“There you are!” she said, putting a blue-green paper into his hand. “Ever seen one of these before?”
It was the ticket for the steamer.
This staggered him. A sensible, determined woman, who disappears to buy a steamer-ticket, may be expected to reappear with a steamer-ticket. And yet it staggered him. He could scarcely believe it. She was going, then! She was going! It was inevitable now.
“The boat leaves the Clyde at ten in the morning,” she said, resuming possession of the paper, “so we must go to Glasgow on Friday, and stop the night at an hotel.”
“We?” he murmured, aghast.
“Well,” she said, “you surely won’t let me travel to Glasgow all alone, will you?”
“Her’s a caution, her is!” he privately reflected.
“You can come back on Saturday,” she said; “so that you’ll be in time to collect your rents. There’s an express to Glasgow from Crewe at 1.15, and to catch that we must take the 12.20 at Shawport.”
She had settled every detail.
“And what about my dinner?” he inquired.
“I’m going to set about it instantly,” laughed she.
“I mean my dinner on Friday?” he said.
“Oh, that!” she replied. “There’s a restaurant-car from Crewe. So we can lunch on the train.”
This idea of accompanying her to Glasgow pleased him intensely. “Glasgow isna’ much i’ my line,” he said. “But you wenches do as ye like, seemingly.”
Thus, on the Friday morning, he met her down at Shawport Station. He was in his best clothes, but he had walked. She arrived in a cab, that carried a pagoda of trunks on its fragile roof; she had come straight from her lodgings. There was a quarter of an hour before train-time. He paid for the cab. He also bought one second-class single and one second-class return to Glasgow, while she followed the porter who trundled her luggage. When he came out of the booking-office (minus several gold pieces), she was purchasing papers at the bookstall, and farther up the platform the porter had seized a paste-brush, and was opening a cupboard of labels.
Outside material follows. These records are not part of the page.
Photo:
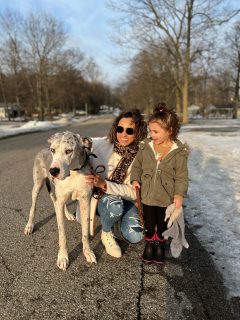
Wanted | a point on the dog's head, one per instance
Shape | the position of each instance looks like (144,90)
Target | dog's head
(68,152)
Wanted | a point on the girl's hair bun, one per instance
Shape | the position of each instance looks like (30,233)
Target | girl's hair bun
(160,107)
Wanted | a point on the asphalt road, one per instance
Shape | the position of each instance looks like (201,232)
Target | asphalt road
(33,288)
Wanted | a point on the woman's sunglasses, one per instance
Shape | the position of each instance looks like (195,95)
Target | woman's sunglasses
(129,131)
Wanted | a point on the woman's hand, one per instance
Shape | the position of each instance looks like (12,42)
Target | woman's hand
(95,180)
(136,185)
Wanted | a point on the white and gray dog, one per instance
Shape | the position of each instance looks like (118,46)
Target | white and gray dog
(64,166)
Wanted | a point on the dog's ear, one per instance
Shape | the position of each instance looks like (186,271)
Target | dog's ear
(87,143)
(54,137)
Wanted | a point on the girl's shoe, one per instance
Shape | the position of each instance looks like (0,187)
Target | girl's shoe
(148,253)
(159,252)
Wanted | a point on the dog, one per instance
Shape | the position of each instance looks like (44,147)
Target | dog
(63,166)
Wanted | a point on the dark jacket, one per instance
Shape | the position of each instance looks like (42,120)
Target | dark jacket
(161,180)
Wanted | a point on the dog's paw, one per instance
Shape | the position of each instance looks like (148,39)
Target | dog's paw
(62,261)
(69,216)
(90,256)
(28,229)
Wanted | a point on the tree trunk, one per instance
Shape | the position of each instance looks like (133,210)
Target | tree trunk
(236,94)
(187,62)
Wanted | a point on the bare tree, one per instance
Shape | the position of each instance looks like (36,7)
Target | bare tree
(44,39)
(233,50)
(11,48)
(174,24)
An extraordinary scheme presented itself to James Ollerenshaw’s mind, and he trotted up to the porter.
“I’ve seen to the baggage myself,” said Helen, without looking at him.
“All right,” he said.
The porter touched his cap.
“Label that luggage for Crewe,” he whispered to the porter, and passed straight on, as if taking exercise on the platform.
“Yes, sir,” said the porter.
When he got back to Helen of course he had to make conversation with a nonchalant air, in order to hide his guilty feelings.
“So none of ’em has come to see you off!” he observed.
“None of whom?”
“None o’ yer friends.”
“No fear!” she said. “I wouldn’t have it for anything. I do hate and loathe good-byes at a railway station. Don’t you?”